Erfolgreiche Kooperationen ging Edelmann im Vorjahr schon mit einem P-Seminar Kunst des Gymnasiums Veitshöchheim ein, das sich mit Themen der jüdischen Kultur auseinandersetzte und diese in eigenen Kunstwerken verarbeitete. Und ab nächster Woche beginnt im JKM die Aktion „Kunst geht fremd“, an der sich 16 Museen aus Unterfranken beteiligen und wo dann hier ein „Fremdgänger“ aus Bad Kissingen zu sehen.

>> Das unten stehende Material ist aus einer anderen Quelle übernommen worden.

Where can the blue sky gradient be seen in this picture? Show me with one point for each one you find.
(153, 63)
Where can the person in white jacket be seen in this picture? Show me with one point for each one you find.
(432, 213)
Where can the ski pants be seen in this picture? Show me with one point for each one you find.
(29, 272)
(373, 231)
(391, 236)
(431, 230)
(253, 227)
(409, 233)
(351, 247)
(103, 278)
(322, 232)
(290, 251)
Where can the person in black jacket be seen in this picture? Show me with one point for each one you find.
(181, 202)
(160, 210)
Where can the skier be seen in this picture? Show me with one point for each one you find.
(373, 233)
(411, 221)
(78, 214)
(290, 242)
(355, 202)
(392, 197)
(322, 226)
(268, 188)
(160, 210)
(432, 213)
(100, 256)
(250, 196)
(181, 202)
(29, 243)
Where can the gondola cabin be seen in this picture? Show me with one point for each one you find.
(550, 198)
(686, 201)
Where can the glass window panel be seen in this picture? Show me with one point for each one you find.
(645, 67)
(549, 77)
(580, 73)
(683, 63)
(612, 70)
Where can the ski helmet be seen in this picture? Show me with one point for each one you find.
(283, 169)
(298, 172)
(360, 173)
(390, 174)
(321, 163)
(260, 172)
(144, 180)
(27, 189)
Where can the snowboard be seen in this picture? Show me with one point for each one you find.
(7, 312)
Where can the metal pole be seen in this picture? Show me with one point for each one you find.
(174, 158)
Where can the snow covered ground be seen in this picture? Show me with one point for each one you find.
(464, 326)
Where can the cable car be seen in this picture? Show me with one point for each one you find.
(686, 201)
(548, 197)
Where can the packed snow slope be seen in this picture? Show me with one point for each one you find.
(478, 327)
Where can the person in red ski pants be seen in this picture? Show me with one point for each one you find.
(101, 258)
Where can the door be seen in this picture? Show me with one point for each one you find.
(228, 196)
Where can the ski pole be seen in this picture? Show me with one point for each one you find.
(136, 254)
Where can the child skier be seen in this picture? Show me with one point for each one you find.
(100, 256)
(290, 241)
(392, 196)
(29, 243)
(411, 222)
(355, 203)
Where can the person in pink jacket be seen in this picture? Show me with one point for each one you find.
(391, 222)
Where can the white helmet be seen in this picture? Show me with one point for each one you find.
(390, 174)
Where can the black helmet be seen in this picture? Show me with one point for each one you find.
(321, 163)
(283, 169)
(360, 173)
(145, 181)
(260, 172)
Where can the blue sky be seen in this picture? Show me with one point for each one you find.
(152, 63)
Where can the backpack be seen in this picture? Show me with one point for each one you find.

Lehrstuhlinhaber Professor Dr. Guido Fackler führte aus, dass es für ihn In der Museologie schon immer wichtig ist, etwas zu machen, was mit Museen zu tun hat. Für ihn ist es deshalb sehr wichtig, dass so eine Partnerschaft wie hier zustande kam, wo man sich aufeinander vertrauen und verlassen kann. Fackler: "Ich bin stolz, dass ein solcher Austausch erfolgt und man rausgeht und so jeder etwas davon hat. Auf diesem Weg machen wir gerne weiter.“
Seine Lehrbeauftragte Simone Doll-Gerstendörfer machte all ihren Studierenden das Kompliment, die Herausforderungen in der kurzen Zeit trotz Online-Modus mit Bravour bestanden zu haben. Sie bedankte sich bei Edelmann für die Zusammenarbeit, die außergewöhnlich gewesen sei und super funktioniert habe. Außer den Modellen hatten die Studierenden nach ihren Worten noch eine Fülle von Ideen für die gemeindliche Kulturreferentin parat. Sie laden zum Experimentiermodus ein, sich an etwas ranzuwagen, sich auf Vermittlungsziele zu fokussieren.